There are three conditions which often look alike
Yet differ completely, flourish in the same hedgerow:
Attachment to self and to things and to persons, detachment
From self and from things and from persons; and, growing between them, indifference
Which resembles the others as death resembles life,
Being between two lives—unflowering, between
The live and the dead nettle. This is the use of memory:
For liberation—not less of love but expanding
Of love beyond desire, and so liberation
From the future as well as the past. Thus, love of a country
Begins as attachment to our own field of action
And comes to find that action of little importance
Though never indifferent. History may be servitude,
History may be freedom. See, now they vanish,
The faces and places, with the self which, as it could, loved them,
To become renewed, transfigured, in another pattern.

Date: 2012-07-21 12:03 pm (UTC)
From: [identity profile] goddessfarmer.livejournal.com
The dead nettle might be mint, botanically speaking. But here, the live nettle is clearly the nettle that stings, and the dead nettle the one that doesn't sting, representing the life painfully attached and the life lived in unattached love, respectively, for both of these plants are nourishing, after all. Yet that space in between, the no-mans-land, where no plant lives, that is the place of numb indifference, where one goes without seeing, without feeling, in an absence which to me, and perhaps to the poet is possibly worse than death.

Date: 2012-07-21 01:17 pm (UTC)
From: [identity profile] ialdaboth.livejournal.com
You have a subtle understanding of the movement of Eliot's thought, dear goddessfarmer!--incidentally I'm lecturing on this poem in sept in St Louis--

Date: 2012-07-21 01:33 pm (UTC)
From: [identity profile] goddessfarmer.livejournal.com
Thank you. Coming from you that is high praise, indeed! I do not know if I have ever seen this poem before this morning. I read a small volume of Eliot's works when I was in 6th grade (a really long time ago) and didn't understand much of it, but thoroughly enjoyed the sound and the meter of the words in my head. I knew, even then, that there was a deepness and richness of meaning, elusive, but there for the taking someday. Oddly, I have not read another whole volume of poetry since then, only single poems here and there, placed under my nose by friends. Any understanding I may have is not born from study, but from reaching into the depths of the collective soul in the here and now and crafting words around what I feel there.

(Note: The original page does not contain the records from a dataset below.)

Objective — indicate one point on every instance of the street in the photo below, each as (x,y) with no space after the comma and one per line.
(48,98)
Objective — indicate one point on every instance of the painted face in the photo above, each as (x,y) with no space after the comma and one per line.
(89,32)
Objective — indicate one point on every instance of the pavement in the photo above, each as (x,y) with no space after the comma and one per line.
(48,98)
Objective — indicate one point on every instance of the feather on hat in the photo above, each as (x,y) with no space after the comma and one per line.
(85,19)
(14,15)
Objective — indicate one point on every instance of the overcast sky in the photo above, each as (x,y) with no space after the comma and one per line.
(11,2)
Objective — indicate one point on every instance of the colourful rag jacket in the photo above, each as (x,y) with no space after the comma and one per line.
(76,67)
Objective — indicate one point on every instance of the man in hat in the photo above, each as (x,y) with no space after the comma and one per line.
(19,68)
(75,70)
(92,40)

Date: 2012-07-21 02:22 pm (UTC)
From: [identity profile] ialdaboth.livejournal.com
Yeats (whose appears in part 2 of this very poem, Little Gidding) considered that all imagination was from the Anima Mundi, the general soul of the human race-- he even thought that Keats's Ode toa Nightingale existed thousands of years before Keats was born--

Date: 2012-07-21 08:18 pm (UTC)
From: [identity profile] cloakmaker.livejournal.com
Can I hope you still lust for me a little, now & then?

*HUG*

Date: 2012-07-21 09:12 pm (UTC)
From: [identity profile] goddessfarmer.livejournal.com
Oh I certainly enjoy a little lust every now and then :-) I just try to not be sad when it's unrequited.

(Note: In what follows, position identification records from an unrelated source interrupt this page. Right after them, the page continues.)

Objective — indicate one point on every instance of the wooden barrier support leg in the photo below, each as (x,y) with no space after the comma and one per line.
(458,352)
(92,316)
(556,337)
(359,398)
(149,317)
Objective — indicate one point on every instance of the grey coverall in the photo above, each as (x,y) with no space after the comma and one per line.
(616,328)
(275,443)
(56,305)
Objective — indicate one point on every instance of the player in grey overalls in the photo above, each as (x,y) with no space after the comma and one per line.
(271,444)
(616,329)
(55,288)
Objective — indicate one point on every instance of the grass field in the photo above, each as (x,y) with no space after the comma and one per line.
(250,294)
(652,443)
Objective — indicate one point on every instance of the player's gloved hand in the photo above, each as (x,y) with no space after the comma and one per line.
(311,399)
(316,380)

Date: 2012-07-22 01:06 pm (UTC)
From: [identity profile] cloakmaker.livejournal.com
The definition for unrequited is "Not reciprocated or returned in kind" so that does not apply here ;)

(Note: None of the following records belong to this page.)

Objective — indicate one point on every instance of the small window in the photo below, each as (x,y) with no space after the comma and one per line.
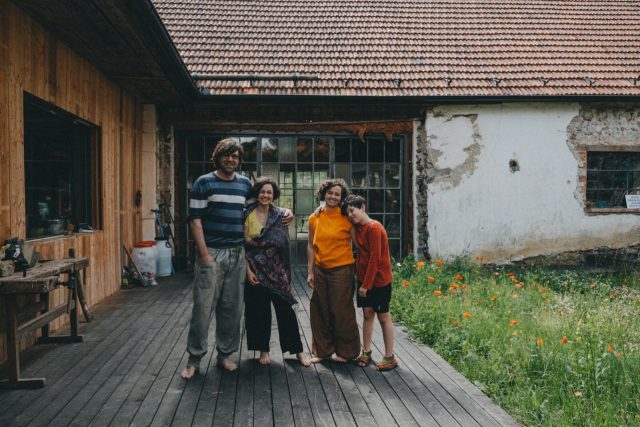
(610,177)
(62,170)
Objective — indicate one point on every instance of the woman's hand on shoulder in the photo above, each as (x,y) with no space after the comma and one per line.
(287,216)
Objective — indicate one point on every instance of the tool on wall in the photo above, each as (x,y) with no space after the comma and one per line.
(20,254)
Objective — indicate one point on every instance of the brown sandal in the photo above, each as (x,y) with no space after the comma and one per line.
(387,364)
(364,359)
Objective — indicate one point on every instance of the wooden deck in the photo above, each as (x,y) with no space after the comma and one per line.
(127,372)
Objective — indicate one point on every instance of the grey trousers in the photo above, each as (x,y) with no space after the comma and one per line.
(217,288)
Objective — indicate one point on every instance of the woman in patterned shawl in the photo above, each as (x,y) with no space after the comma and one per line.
(269,276)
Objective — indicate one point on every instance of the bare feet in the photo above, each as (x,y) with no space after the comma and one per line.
(264,358)
(227,364)
(304,360)
(189,372)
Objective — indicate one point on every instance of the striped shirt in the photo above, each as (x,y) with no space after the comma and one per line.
(219,204)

Drink to me only with thine eyes,
And I will pledge with mine;
Or leave a kiss but in the cup,
And I'll not look for wine.

http://www.contemplator.com/england/drinkto.html

Date: 2012-07-22 11:56 pm (UTC)
From: [identity profile] goddessfarmer.livejournal.com
Then yes, unrequited is the wrong word. I would like to taste the fruit after which I lust, but despite the lust being returned, the fruit is still forbidden.

Date: 2012-07-22 07:26 am (UTC)
From: [identity profile] cissa.livejournal.com
Personally, my own problem is being too unattached... or, at least, thinking that I am.

Mourning my losses is good for me.

Date: 2012-07-22 11:54 pm (UTC)
From: [identity profile] goddessfarmer.livejournal.com
See the second comment, above, my response to ialdaboth's quotation regarding indifference.

Date: 2012-07-23 12:18 am (UTC)
From: [identity profile] cissa.livejournal.com
Hmm. Yes, I can see that. I will have to mull on it. Thank you!